Technology providers and AI developers must also design systems that are validation-ready and capable of demonstrating transparency and explainability, qualities that will soon be central to vendor selection.

Innopharma’s Perspective: From Regulation to Readiness

At Innopharma Technical Services, we see these regulatory updates not as constraints, but as catalysts for progress. They formalise what many leading manufacturers already understand, that innovation and compliance are not opposites but partners in building smarter, safer production systems.

We’re embedding AI literacy and digital skills into our training programmes, preparing the next generation of validation engineers and quality professionals to lead in this new landscape.

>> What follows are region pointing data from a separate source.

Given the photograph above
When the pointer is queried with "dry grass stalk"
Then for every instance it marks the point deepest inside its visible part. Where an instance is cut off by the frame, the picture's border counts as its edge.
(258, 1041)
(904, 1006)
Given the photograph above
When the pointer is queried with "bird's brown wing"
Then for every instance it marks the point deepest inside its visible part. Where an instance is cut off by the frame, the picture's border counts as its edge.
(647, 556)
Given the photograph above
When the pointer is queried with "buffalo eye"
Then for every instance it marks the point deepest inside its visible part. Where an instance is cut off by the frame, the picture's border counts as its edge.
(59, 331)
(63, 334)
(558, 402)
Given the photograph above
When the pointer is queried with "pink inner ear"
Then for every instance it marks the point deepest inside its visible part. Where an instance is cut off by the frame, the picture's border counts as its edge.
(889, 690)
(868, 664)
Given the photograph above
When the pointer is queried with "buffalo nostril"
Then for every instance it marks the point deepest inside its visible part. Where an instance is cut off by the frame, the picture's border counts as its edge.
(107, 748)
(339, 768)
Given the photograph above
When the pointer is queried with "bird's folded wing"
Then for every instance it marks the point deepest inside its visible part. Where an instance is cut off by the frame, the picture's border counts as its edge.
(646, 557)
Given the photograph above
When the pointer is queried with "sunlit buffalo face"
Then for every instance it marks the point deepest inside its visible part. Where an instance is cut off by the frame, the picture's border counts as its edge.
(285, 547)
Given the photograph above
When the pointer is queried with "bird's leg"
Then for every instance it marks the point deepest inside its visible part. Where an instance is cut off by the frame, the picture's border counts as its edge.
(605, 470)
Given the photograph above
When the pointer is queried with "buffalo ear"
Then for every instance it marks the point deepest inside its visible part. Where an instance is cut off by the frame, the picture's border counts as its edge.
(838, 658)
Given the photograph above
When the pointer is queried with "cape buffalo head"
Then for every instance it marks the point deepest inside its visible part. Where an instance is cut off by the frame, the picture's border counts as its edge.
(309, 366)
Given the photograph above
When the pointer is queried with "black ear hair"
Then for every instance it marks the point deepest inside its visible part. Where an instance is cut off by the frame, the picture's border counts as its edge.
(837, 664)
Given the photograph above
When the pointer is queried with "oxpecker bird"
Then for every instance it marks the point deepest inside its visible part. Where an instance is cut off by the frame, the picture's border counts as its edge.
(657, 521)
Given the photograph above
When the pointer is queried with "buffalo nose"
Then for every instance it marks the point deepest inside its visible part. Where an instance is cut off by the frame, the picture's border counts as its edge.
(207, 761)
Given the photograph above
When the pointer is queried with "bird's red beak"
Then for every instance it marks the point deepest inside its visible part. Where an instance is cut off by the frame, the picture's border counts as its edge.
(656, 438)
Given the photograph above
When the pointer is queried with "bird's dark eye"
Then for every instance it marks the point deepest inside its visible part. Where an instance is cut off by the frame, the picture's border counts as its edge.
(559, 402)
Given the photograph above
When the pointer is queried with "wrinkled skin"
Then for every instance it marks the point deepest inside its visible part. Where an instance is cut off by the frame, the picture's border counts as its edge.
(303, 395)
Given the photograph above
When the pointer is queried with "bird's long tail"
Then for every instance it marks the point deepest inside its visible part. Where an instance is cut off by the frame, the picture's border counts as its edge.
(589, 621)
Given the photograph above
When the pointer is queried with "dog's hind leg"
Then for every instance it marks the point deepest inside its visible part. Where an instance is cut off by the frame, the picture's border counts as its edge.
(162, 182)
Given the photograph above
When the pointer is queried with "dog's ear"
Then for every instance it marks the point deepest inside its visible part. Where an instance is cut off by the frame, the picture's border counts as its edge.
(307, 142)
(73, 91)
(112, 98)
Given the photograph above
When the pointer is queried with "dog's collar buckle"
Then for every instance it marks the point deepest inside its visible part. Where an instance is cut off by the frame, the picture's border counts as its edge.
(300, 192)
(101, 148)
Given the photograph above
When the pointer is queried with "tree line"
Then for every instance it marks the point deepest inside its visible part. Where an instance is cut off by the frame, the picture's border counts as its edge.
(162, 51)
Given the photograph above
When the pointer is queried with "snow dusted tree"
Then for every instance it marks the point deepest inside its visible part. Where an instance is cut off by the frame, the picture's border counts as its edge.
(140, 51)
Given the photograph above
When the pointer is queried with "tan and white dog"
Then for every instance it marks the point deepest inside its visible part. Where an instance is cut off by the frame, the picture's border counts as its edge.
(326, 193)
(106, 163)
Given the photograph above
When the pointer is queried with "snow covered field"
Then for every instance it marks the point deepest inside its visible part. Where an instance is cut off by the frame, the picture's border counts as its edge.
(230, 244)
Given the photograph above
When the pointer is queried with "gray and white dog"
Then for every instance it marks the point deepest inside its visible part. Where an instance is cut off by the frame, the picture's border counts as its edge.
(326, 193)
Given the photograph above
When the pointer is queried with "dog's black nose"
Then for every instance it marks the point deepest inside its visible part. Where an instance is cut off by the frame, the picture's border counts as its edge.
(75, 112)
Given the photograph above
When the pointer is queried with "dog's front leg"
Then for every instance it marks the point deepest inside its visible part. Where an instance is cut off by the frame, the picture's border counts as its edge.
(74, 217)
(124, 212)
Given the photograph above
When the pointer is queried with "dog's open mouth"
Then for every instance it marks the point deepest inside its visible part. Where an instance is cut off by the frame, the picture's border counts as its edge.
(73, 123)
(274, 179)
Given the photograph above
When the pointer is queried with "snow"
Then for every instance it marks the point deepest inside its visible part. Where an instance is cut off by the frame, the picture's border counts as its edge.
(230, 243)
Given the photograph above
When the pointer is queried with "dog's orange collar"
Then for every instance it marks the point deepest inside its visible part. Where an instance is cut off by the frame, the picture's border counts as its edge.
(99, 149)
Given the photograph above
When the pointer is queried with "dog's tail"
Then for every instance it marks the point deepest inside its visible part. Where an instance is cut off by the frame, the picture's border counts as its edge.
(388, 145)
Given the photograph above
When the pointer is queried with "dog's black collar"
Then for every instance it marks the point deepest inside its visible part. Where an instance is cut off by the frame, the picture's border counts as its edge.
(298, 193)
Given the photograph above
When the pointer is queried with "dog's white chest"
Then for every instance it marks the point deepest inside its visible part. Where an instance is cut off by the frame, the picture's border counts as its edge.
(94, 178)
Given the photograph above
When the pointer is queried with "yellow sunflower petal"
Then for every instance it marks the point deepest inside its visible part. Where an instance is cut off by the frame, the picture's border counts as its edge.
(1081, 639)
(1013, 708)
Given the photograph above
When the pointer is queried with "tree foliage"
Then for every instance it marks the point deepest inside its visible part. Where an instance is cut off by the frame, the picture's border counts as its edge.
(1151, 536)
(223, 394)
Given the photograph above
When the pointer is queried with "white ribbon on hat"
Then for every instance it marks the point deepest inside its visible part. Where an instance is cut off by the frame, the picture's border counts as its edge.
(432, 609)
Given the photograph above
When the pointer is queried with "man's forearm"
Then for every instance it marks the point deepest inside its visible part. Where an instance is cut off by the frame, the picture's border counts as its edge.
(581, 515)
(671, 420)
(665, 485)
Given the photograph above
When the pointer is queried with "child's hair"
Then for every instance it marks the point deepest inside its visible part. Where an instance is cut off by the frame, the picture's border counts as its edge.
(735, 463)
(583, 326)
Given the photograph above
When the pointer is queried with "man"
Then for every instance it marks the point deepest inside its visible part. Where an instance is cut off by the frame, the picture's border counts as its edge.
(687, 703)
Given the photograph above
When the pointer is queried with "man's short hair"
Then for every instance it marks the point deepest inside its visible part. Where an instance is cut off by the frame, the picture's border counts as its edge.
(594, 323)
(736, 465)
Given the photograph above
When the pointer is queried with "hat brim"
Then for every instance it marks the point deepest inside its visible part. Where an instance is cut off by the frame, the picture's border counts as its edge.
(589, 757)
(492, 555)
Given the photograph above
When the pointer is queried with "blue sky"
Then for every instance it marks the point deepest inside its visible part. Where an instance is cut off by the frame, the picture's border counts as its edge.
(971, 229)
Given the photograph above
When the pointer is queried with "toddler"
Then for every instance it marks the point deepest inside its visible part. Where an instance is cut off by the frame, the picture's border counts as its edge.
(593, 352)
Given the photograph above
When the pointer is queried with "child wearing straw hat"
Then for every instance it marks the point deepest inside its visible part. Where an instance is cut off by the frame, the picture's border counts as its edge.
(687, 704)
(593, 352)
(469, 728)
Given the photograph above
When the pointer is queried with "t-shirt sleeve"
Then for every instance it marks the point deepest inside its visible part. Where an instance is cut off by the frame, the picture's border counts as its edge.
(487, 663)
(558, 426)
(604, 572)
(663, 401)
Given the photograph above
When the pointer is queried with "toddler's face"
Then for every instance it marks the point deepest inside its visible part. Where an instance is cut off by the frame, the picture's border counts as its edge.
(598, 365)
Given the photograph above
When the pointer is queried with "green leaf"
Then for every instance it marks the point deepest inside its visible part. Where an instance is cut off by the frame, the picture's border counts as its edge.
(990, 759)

By combining education, digital expertise, and regulatory insight, Innopharma is helping the life sciences industry embrace AI with confidence- shaping the future of manufacturing in a digital age.

The Future Starts Now

The release of Annex 22 marks a turning point for the industry, setting a clear, risk-based pathway for responsible AI adoption.

Companies that prepare early, aligning systems, documentation, and skills, will be best positioned to lead in this new era of intelligent, compliant manufacturing.

At Innopharma Technical Services, we’re proud to be part of that journey, bridging innovation and compliance to power the future of digital pharma.